In [1]:
import torch
from diffusers import DiffusionPipeline
from PIL import Image
from deep_translator import GoogleTranslator
import numpy as np
import cv2
import os
import gc
from tqdm import tqdm

# ============================== CONFIG ==============================

MODEL_ID = "damo-vilab/text-to-video-ms-1.7b"
NUM_FRAMES = 96
FPS = 8
GUIDANCE_SCALE = 10.0
INFERENCE_STEPS = 25
OUTPUT_FILENAME = "surfing.mp4"
TARGET_LANGUAGE = 'en'

# ============================ UTILITIES =============================

def safe_image_list_from_array(arr):
    """Convert numpy arrays to a list of PIL Images in RGB mode."""
    arr = np.asarray(arr)
    frames = []

    if arr.ndim == 4 and arr.shape[-1] == 3:
        for i in range(arr.shape[0]):
            frame = arr[i]
            if frame.dtype != np.uint8:
                frame = (frame * 255).clip(0, 255).astype('uint8')
            img = Image.fromarray(frame)
            if img.mode != "RGB":
                img = img.convert("RGB")
            frames.append(img)
        return frames

    elif arr.ndim == 3 and arr.shape[-1] == 3:
        if arr.dtype != np.uint8:
            arr = (arr * 255).clip(0, 255).astype('uint8')
        img = Image.fromarray(arr)
        if img.mode != "RGB":
            img = img.convert("RGB")
        return [img]

    else:
        raise ValueError(f"Frame shape not suitable for an image: {arr.shape}")

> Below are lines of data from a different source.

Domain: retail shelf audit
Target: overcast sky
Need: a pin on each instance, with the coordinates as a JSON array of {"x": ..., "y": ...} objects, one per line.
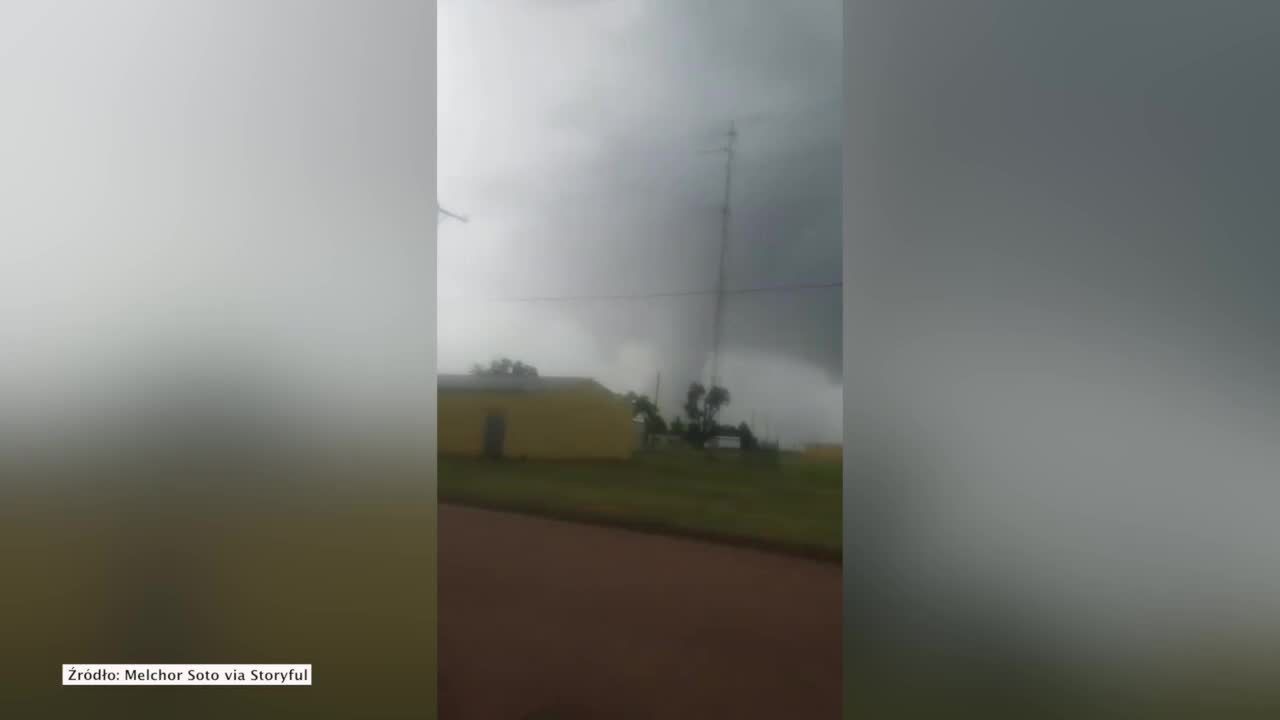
[
  {"x": 574, "y": 133},
  {"x": 227, "y": 181},
  {"x": 1063, "y": 295}
]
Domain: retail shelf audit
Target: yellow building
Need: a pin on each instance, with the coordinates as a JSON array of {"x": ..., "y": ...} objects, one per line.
[{"x": 533, "y": 418}]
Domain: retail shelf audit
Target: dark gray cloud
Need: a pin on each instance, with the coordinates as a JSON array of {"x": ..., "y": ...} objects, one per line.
[
  {"x": 592, "y": 171},
  {"x": 1061, "y": 290}
]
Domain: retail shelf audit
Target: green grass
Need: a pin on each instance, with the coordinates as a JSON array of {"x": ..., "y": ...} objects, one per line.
[
  {"x": 792, "y": 507},
  {"x": 343, "y": 580}
]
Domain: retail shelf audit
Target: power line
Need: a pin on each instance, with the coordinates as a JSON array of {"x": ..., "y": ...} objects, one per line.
[
  {"x": 720, "y": 278},
  {"x": 798, "y": 287}
]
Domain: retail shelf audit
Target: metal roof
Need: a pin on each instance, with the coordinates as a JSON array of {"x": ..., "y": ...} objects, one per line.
[{"x": 507, "y": 383}]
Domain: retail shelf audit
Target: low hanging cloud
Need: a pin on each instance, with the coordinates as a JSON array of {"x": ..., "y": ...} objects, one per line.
[{"x": 581, "y": 140}]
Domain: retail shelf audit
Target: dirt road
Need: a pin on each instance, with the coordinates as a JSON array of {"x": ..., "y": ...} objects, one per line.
[{"x": 558, "y": 620}]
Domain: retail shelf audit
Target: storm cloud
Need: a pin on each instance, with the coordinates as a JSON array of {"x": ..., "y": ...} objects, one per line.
[{"x": 581, "y": 141}]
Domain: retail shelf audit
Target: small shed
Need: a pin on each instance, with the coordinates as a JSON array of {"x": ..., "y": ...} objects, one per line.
[{"x": 533, "y": 418}]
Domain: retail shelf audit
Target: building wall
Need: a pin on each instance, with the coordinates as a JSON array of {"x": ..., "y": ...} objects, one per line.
[{"x": 572, "y": 423}]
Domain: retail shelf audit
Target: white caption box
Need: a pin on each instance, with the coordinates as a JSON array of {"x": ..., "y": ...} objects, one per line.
[{"x": 95, "y": 674}]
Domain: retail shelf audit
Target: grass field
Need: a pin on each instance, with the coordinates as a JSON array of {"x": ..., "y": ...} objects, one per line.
[
  {"x": 344, "y": 580},
  {"x": 792, "y": 507}
]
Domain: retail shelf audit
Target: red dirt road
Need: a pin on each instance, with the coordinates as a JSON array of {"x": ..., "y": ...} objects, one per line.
[{"x": 560, "y": 620}]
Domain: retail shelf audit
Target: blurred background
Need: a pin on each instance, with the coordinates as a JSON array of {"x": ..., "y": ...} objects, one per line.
[
  {"x": 216, "y": 390},
  {"x": 1061, "y": 405}
]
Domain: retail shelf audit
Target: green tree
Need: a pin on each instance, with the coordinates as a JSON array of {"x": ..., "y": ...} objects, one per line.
[
  {"x": 702, "y": 408},
  {"x": 506, "y": 367}
]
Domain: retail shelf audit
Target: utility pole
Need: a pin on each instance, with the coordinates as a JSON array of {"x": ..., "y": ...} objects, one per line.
[{"x": 720, "y": 281}]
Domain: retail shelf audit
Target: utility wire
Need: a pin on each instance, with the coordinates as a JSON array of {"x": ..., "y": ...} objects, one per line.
[{"x": 647, "y": 295}]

# ============================== MAIN ===============================

def main():
    prompt_text = "Tampilkan video dua ekor kucing sedang bermain di taman"

    try:
        # Translate prompt to English
        prompt = GoogleTranslator(source='auto', target=TARGET_LANGUAGE).translate(prompt_text)
        print(f"Translated prompt: '{prompt_text}' → '{prompt}'")

        # Load model
        pipe = DiffusionPipeline.from_pretrained(MODEL_ID, torch_dtype=torch.float16, variant="fp16").to("cuda")

        # Run inference
        with torch.inference_mode():
            result = pipe(prompt=prompt,
                          num_inference_steps=INFERENCE_STEPS,
                          num_frames=NUM_FRAMES,
                          guidance_scale=GUIDANCE_SCALE)

        video_frames = result["frames"]

        # Convert all frames to RGB PIL images
        frames_rgb = []
        for frame in tqdm(video_frames, desc="Converting frames..."):
            if isinstance(frame, np.ndarray):
                frames_rgb.extend(safe_image_list_from_array(frame))
            else:
                if frame.mode != "RGB":
                    frame = frame.convert("RGB")
                frames_rgb.append(frame)

        del result
        torch.cuda.empty_cache()
        gc.collect()

        # Get dimensions from the first frame
        first_frame = np.array(frames_rgb[0])
        height, width, _ = first_frame.shape
        frame_size = (width, height)

        # Resize all frames to consistent dimensions
        frames_rgb = [
            frame.resize((width, height), Image.BICUBIC)
            for frame in tqdm(frames_rgb, desc="Resizing frames...")
        ]

        # Save video using OpenCV
        fourcc = cv2.VideoWriter_fourcc(*'mp4v')
        out = cv2.VideoWriter(OUTPUT_FILENAME, fourcc, FPS, frame_size)

        for frame in tqdm(frames_rgb, desc="Writing video with OpenCV..."):
            frame_bgr = cv2.cvtColor(np.array(frame), cv2.COLOR_RGB2BGR)
            out.write(frame_bgr)

        out.release()
        print(f"\n✅ Video saved at: {os.path.abspath(OUTPUT_FILENAME)}")

    except Exception as e:
        print(f"❌ Error: {e}")

    finally:
        torch.cuda.empty_cache()
        gc.collect()

# ============================== ENTRY ==============================

if __name__ == "__main__":
    main()

Translated prompt: 'Tampilkan video dua ekor kucing sedang bermain di taman' → 'Show videos of two cats playing in the park'


Loading pipeline components...:   0%|          | 0/5 [00:00<?, ?it/s]

The TextToVideoSDPipeline has been deprecated and will not receive bug fixes or feature updates after Diffusers version 0.33.1. 


  0%|          | 0/25 [00:00<?, ?it/s]

Converting frames...: 100%|██████████| 1/1 [00:00<00:00,  8.65it/s]
Resizing frames...: 100%|██████████| 96/96 [00:00<00:00, 8253.63it/s]
Writing video with OpenCV...: 100%|██████████| 96/96 [00:00<00:00, 1127.37it/s]



✅ Video saved at: /home/alif_ahmad/work/Script/surfing.mp4